A zebra having stripes that alternate between 5 black pixels, and 4 black pixels + 1 dark-grey pixel, isn’t actually a visible change to the human eye. But it’s visible to the model.

alanbernstein · on Feb 16, 2023

I'm not saying your general argument is wrong, but... zebra stripes are not made out of pixels. A model that requires a photograph of a zebra to align with the camera's sensor grid also has bigger problems.

brucethemoose2 · on Feb 16, 2023

For those going down this rabbit hole, perceptual downscaling is state of the art, and the closest thing we have to a Python implementation is here (with a citation of the original paper): https://github.com/WolframRhodium/muvsfunc/blob/master/muvsf...
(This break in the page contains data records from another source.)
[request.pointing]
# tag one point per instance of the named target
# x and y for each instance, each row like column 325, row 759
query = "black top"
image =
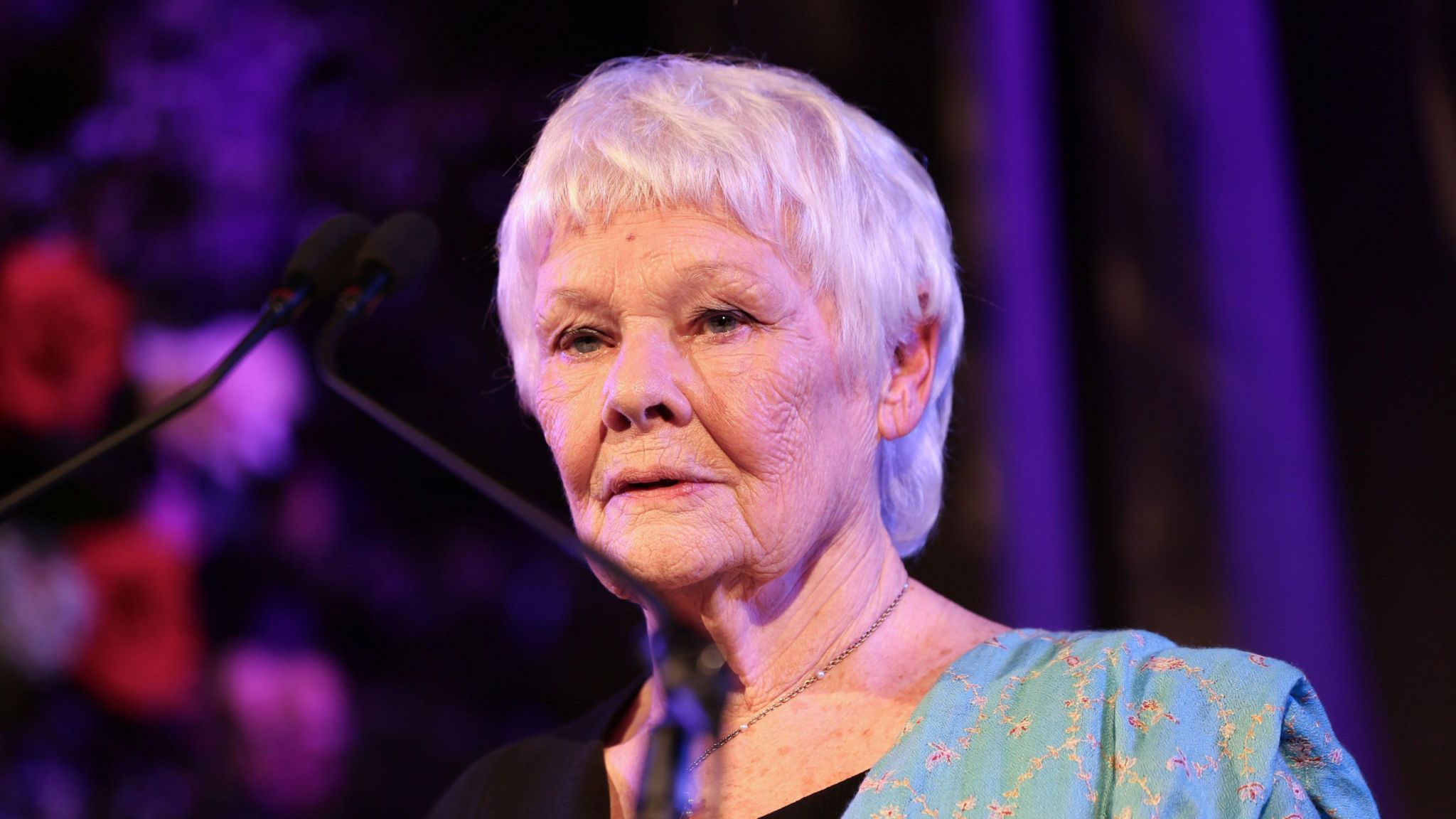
column 564, row 773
Other supposedly better CUDA/ML filters give me strange results.

thrdbndndn · on Feb 16, 2023

There are so many gems in VapourSynth scene.
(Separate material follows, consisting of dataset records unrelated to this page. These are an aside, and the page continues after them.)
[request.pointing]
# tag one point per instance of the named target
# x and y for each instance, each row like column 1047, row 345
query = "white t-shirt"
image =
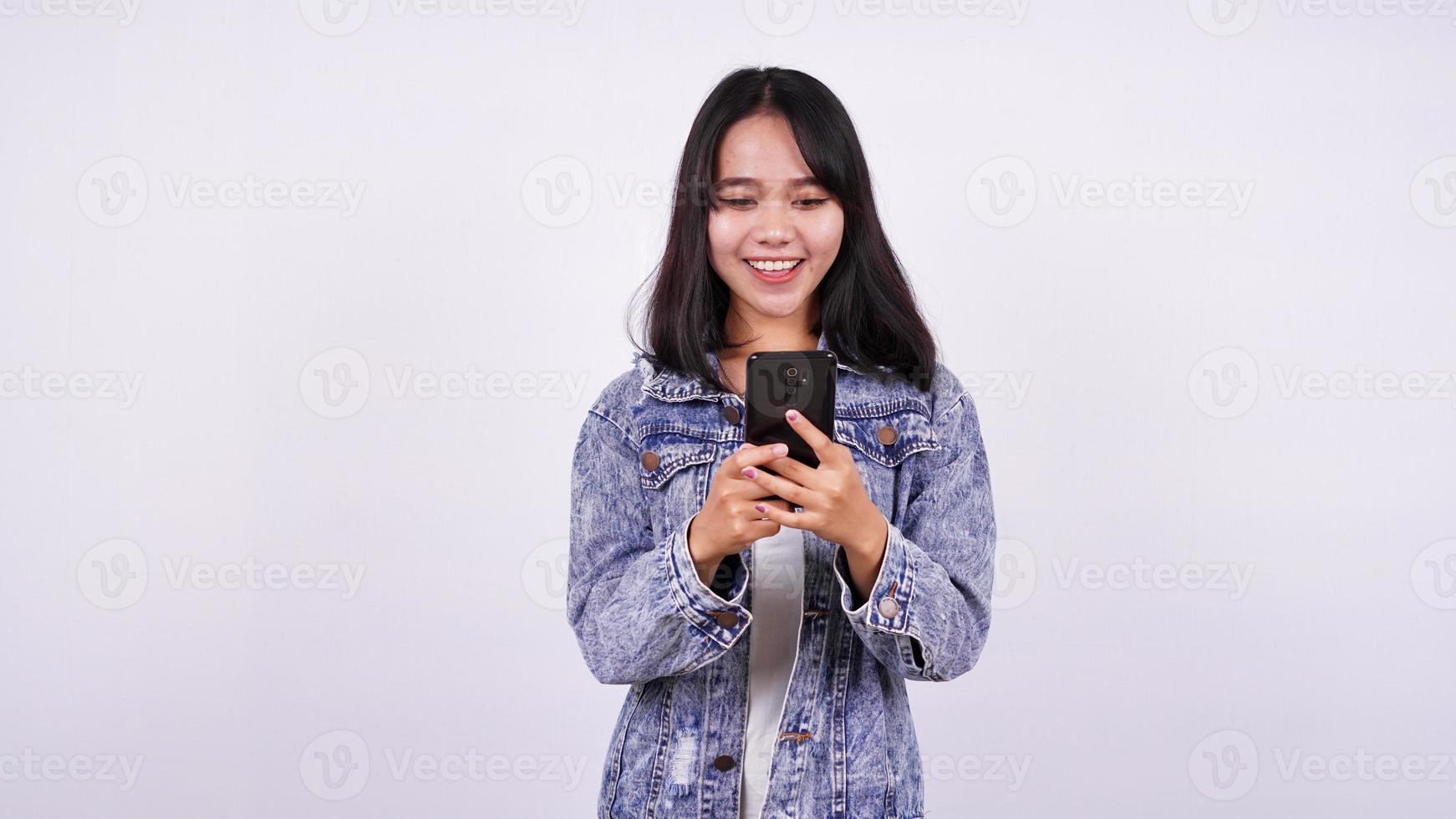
column 773, row 646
I really wish there are some better general-purpose imaging libraries that steadily implement/copy these useful filters, so that more people can use them out of the box.
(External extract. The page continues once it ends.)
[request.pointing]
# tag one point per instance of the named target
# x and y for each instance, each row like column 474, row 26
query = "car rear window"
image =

Most of languages I've involved are surprisingly lacking in this regard despite their huge potential use cases.

Like, in case of Python, Pillow is fine but it has nothing fancy. You can't even fine-tune parameters of bicubic, let alone billions of new algorithms from video communities.

OpenCV or ML tools like to re-invent the wheels themselves, but often only the most basic ones (and badly as noted in this article).

brucethemoose2 · on Feb 16, 2023

VapourSynth is great for ML stuff actually, as it can ingest/output numpy arrays or PNGs, and work with native FP32.

A big sticking point is variable resolution, which it technically supports but doesn't really like without some workarounds.

But yeah I agree, its kinda tragic that the ML community is stuck with the simpler stuff.

anotheryou · on Feb 16, 2023

Hm, any examples of that?

I found https://dl.acm.org/doi/10.1145/2766891 but I don't like the comparisons. Any designer will tell you, after down-scaling you do a minimal sharpening pass. The "perceptual downscaling" looks slightly over-sharpened to me.

I'd love to compare something I sharpened in photoshop with these results.

brucethemoose2 · on Feb 16, 2023

That implementation is pretty easy to run! The whole Python block (along with some imports) is something like:

clip = core.imwri.Read(img)

clip = muf.ssim_downscale(clip, x, y)

clip = core.imwri.Write(clip, imgoutput)

clip.set_output()

> Any designer will tell you, after down-scaling you do a minimal sharpening pass

This is probably wisdom from bicubic scaling, but you usually dont need further sharpening if you use a "sharp" filter like Mitchell.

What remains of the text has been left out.